Vitamin merupakan sekelompok senyawa organik
amina berbobot molekul kecil yang memiliki fungsi vital dalam metabolisme
setiap organisme. Sebagai contoh fungsi vital dari vitamin adalah vitamin dapat
mengaktifkan beberapa enzim yang berperan penting dalam metabolisme protein,
lemak, dan karbohidrat. Berdasarkan sifat kelarutannya, vitamin dibagi menjadi
2, yaitu vitamin yang larut dalam air dan vitamin yang larut dalam lemak.

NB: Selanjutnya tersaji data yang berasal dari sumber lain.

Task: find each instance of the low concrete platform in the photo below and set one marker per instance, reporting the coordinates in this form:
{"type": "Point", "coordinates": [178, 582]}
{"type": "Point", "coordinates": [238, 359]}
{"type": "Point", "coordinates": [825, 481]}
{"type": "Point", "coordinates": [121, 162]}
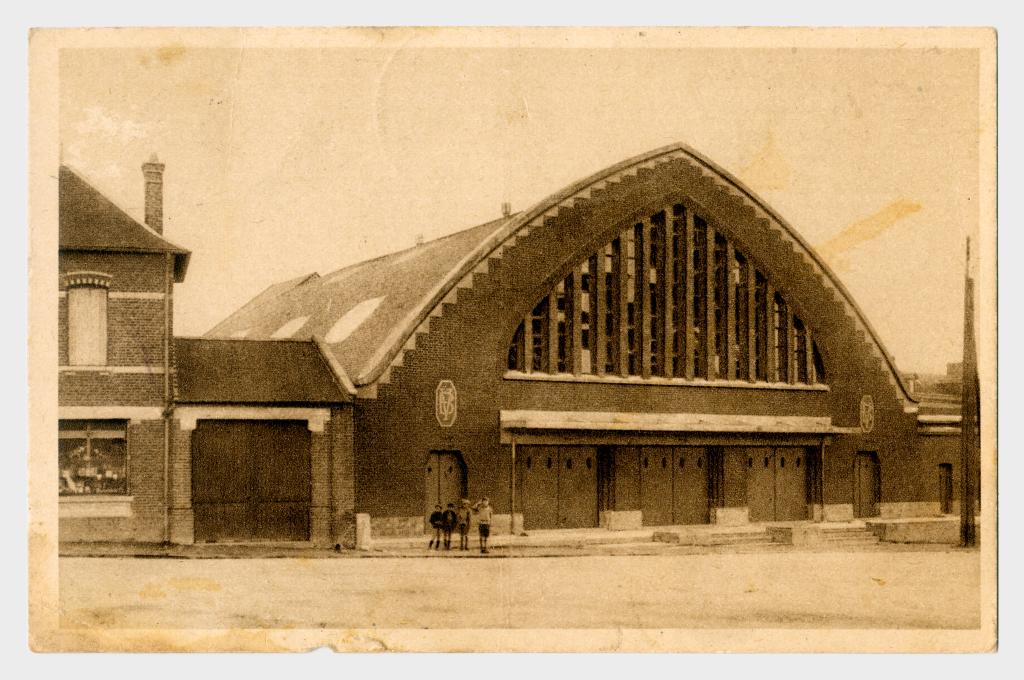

Salah satu vitamin yang larut dalam air yang
penting bagi tubuh adalah vitamin C. Salah satu manfaat dari vitamin C telah
dilaporkan oleh Cowal, Diehl, dan Baker (1942) yang dikutip oleh Fred Ottoboni dan Alice
Ottoboni (2005), konsumsi vitamin C 200
mg/hari dapat mengurangi kejadian dan tingkat keparahan penyakit pilek pada
sekelompok mahasiswa. Pada saat itu, konsumsi vitamin C hanya sekitar 30
mg/hari dan dianggap perlu untuk dikonsumsi untuk pencegahan sariawan,
satu-satunya penyakit yang dapat dihubungkan dengan defisiensi vitamin C. Sehingga konsumsi 200 mg/hari dianggap dosis
yang terlalu besar bagi kebanyakan dokter.
M.
Özaslan,dkk (2004) melakukan suatu pengamatan tentang pengaruh suplementasi
vitamin C terhadap jumlah leukosit dan performa latihan. Penelitian ini ingin
mengamati pengaruh pemberian suplementasi vitamin C yang berbeda terhadap
perubahan leukosit tikus dan performa latihan dengan melihat lamanya waktu
tikus tersebut berenang sampai tikus tersebut lelah. Hipotesis dari pengamatan
tersebut adalah sistem imun dan performa latihan akan meningkat pada tiap-tiap
dosis vitamin C yang berbeda.
Penelitian ini menggunakan hewan percobaan berupa tikus sebanyak
40 ekor yang dibagi menjadi 4 kelompok, tiap kelompok terdiri dari 10 ekor
tikus. Semua tikus dikandangkan dan kondisi ruangan diatur sedemikian rupa
sehingga dapat terkontrol. Kelompok pertama merupakan kelompok kontrol,
diberikan ransum standar dan diberikan air isotonik sebayak 13 mg/hari yang
diberikan dengan cara injeksi intraperitoneal. Kelompok dua merupakan kelompok
sampel yang diberikan ransum standar dan diberi 4 mg/hari vitamin C yang
diberikan dengan cara injeksi intraperitoneal (125 mg/kg) (C4). Kelompok tiga
merupakan kelompok sampel yang diberikan ransum standar dan diberi 8,8 mg/hari
vitamin C yang diberikan dengan cara injeksi intraperitoneal (275 mg/kg) (C9).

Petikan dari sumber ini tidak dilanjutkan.